Windows Phone 8: Ready For Business?
Windows Phone 8 has five important new elements for enterprises.
But simply compare Windows Phone 8 to iOS and Android and you'll miss Microsoft's larger goal.
Windows Phone 8 Start Screen
It is tempting to view Windows Phone 8, the next version of Microsoft's mobile platform, within the confines of today's competitive landscape, comparing its features and application ecosystem to Google Android, Apple iOS, or RIM BlackBerry OS. But Windows Phone 8 represents much more than that, one way or another.
Windows Phone 7.5 is an enjoyable smartphone experience, even if the hardware it works on is comparably weak and its feature set is still playing catch up. Windows Phone 8 surely starts to close that gap, with better hardware support (processing, higher end displays), NFC capability, Internet Explorer 10, and the integrated Wallet application experience (akin to what Apple announced with Passport in iOS 6). During its Windows Phone Summit in San Francisco on Wednesday, Microsoft also made it clear that it was only focusing on a few core elements. So there is more to come.

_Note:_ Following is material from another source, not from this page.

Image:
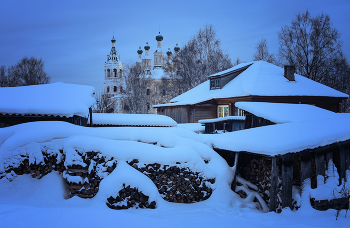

There has been some encouraging Windows Phone 7 news for Microsoft: T-Mobile has seen Windows Phone 7 sales double in the past eight months, Slashgear reported.
Yet Microsoft also had to own up to a few setbacks, the biggest one being the long-rumored news that existing Windows Phone 7.x phones will not run Windows Phone 8. That had to make its hardware partners hurl, especially Nokia, which just rolled out the Lumia 900 earlier this spring. It's likely that most of the partners have known about this change for some time, and it's equally unlikely that we'll see any new phones between now and when Windows Phone 8 ships.
More important, this news had to make Windows Phone 7.x customers unhappy. Their consolation prize: Windows Phone 7.8, which will attempt to satiate end users with the new Start screen, a user experience upgrade that lets you customize your live tiles (you can re-size tiles, re-arrange them, and pin just about anything). Adding salt to the wound, Windows Phone 8 apps won't work on the older OS (Windows 7 and Windows 7.5 apps will run on Windows 8, however).
While Microsoft re-shuffles its deck, Google gets its turn next week at its annual developer conference, Google I/O, where it is sure to raise the bar with Android, just as Apple did recently with iOS. Microsoft is likely to be playing catch up for a good, long time.
It may seem that Microsoft's mobile OS has taken one step forward, and one step back. I'm quite sure Microsoft would eventually like to have a mobile operating system that competes aggressively with Android and iOS on a feature-by-feature basis. But for now Microsoft has a much heftier aim, and it's one that plays on the software giant's traditional strengths and futuristic motivations.
Simply put: Microsoft wants to own the entire end-user computing experience, regardless of the computing device.
Windows 8 was Microsoft's first big step toward that goal, and Surface, the tablet Microsoft announced earlier in the week showed just how serious Microsoft is about that goal. Windows Phone 8 represents the next major component.
Microsoft is using the commercial success of Windows as a predictor: 1.3 billion Windows users Microsoft says, from the household to the enterprise, is unparalleled ubiquity, like it or not. With RIM's fate quietly chiseled away, Microsoft is well poised to make the enterprise its battle trench in mobile.
On Wednesday, Microsoft made several significant enterprise announcements regarding Windows Phone 8. Most of them were obvious, welcomed, and way overdue (read: lacking in Windows Phone 7.x). An underlying kernel change may have been less obvious, even more overdue, and the ultimate detail upon which Microsoft is placing most of its mobile bets for the coming decade.